Origine et histoire de l'Église Saint-Léger
L’église Saint-Léger d’Ébreuil, située dans le bourg sur la rive gauche de la Sioule (Allier), trouve ses origines au Xe siècle avec l’arrivée de moines fuyant les Normands. Ces religieux, originaires de Saint-Maixent-de-l’École (Poitou), emportent les reliques de saint Léger d’Autun et obtiennent en 961 du roi Lothaire la terre d’Ébreuil pour y fonder un monastère. La construction de l’église actuelle débute au début du XIe siècle, remplaçant un premier édifice bâti entre 961 et 1025. L’abbatiale, de style roman, intègre des éléments proto-gothiques au XIIe siècle, comme le chevet à chapelles rayonnantes (1171), marqué par des arcs-boutants ajoutés a posteriori.
La nef, caractéristique du XIe siècle, conserve une charpente en bois d’origine et des piliers rectangulaires dépourvus de sculpture. Le transept nord, contemporain, arbore un triplet roman et des chapiteaux sculptés.
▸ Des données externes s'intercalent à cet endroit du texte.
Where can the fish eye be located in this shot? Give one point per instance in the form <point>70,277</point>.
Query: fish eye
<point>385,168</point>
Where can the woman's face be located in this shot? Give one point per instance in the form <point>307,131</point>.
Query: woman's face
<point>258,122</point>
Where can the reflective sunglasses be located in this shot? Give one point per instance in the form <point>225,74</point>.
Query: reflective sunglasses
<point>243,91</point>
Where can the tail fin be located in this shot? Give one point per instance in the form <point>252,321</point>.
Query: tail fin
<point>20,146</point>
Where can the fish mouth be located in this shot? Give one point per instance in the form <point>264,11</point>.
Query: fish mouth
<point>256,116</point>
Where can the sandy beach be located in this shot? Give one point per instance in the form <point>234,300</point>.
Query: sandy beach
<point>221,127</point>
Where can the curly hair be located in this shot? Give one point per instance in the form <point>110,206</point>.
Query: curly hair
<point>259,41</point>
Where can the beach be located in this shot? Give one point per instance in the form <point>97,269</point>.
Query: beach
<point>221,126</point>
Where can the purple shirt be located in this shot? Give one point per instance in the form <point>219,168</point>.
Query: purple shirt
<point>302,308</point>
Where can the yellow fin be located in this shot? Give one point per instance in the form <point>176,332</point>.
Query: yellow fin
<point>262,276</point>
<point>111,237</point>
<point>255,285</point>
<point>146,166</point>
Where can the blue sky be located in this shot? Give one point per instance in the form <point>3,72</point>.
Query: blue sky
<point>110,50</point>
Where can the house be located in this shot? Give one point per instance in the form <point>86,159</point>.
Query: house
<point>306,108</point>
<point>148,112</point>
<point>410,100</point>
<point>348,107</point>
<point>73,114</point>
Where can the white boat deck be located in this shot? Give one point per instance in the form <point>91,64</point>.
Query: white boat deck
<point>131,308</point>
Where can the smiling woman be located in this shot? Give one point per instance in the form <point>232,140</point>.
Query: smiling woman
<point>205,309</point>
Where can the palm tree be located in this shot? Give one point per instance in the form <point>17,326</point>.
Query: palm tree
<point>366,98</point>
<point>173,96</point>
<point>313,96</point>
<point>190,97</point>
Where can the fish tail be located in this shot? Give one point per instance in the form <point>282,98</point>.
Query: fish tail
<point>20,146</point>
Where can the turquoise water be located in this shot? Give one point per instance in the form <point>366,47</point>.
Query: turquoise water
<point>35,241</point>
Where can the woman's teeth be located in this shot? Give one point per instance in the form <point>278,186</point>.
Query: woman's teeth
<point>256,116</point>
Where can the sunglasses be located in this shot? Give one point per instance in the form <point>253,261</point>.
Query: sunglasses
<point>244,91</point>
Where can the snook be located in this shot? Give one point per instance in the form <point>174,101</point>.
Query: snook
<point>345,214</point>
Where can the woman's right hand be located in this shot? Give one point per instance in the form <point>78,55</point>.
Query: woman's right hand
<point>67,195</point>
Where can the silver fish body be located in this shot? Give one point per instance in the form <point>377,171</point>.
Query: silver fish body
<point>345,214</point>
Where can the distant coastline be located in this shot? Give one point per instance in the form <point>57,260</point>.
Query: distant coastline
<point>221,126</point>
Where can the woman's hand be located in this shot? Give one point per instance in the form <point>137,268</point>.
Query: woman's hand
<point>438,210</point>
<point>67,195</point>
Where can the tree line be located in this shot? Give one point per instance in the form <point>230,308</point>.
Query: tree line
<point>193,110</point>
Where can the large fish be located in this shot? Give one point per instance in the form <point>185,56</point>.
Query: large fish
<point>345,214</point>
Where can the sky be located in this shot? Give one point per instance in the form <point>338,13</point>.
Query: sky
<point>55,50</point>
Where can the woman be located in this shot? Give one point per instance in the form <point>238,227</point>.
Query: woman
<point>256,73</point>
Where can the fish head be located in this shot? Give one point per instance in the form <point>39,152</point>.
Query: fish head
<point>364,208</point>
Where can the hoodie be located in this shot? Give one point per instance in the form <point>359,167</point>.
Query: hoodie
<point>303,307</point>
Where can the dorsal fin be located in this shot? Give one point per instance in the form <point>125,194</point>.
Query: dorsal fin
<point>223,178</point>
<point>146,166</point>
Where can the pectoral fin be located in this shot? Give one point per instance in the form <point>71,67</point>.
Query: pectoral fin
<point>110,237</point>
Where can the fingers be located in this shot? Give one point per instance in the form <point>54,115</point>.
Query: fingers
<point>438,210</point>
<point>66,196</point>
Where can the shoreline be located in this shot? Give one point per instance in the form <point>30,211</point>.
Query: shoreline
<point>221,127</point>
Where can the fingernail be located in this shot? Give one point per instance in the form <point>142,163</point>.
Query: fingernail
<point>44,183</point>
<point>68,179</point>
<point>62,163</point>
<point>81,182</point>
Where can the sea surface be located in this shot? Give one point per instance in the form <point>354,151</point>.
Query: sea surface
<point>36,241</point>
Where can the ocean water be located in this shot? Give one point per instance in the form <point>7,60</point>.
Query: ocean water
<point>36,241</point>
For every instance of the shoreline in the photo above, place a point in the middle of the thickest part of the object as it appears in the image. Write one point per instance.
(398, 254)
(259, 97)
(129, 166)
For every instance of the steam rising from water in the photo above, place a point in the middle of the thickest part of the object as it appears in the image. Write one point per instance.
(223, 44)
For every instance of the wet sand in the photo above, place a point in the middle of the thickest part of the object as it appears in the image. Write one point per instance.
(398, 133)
Le chœur, élégant avec son rond-point et ses colonnes fasciculées, mêle influences romanes tardives et gothiques naissantes, comme en témoignent les clefs de voûte sculptées (agneau pascal, ange thuriféraire). Les peintures murales, réalisées entre 1085 et 1120 sur la tribune, forment un triptyque narratif exceptionnel : martyres de saints (Pancrace, Valérie) et scènes archangéliques, complétées au XVe siècle par des fresques gothiques dans la nef (saint Georges, Mater dolorosa).
Le clocher-porche, massif et inspiré de l’art roman ligérien (comparable à Saint-Benoît-sur-Loire), domine l’entrée. Ses portes en bois, recouvertes de peaux teintées et ornées de heurtoirs en bronze à protomés de lion, portent une inscription latine : « Adest porta per quam justi redeunt ad patriam » (« Voici la porte par laquelle les justes rejoignent leur patrie »). À la Révolution, l’abbatiale devient église paroissiale, remplaçant Notre-Dame (aujourd’hui détruite). Classée Monument Historique en 1914, elle appartient désormais à la commune d’Ébreuil.
Les études récentes (Georges Jousse, Éliane Vergnolle) soulignent son rôle dans l’architecture religieuse auvergnate, entre influences aquitaines et bourbonnaises. Les peintures, parmi les mieux conservées de France, offrent un témoignage rare de l’iconographie romane. Le site, ouvert au public, conserve aussi des vestiges des bâtiments conventuels du XVIIIe siècle, adjacents à l’abbatiale.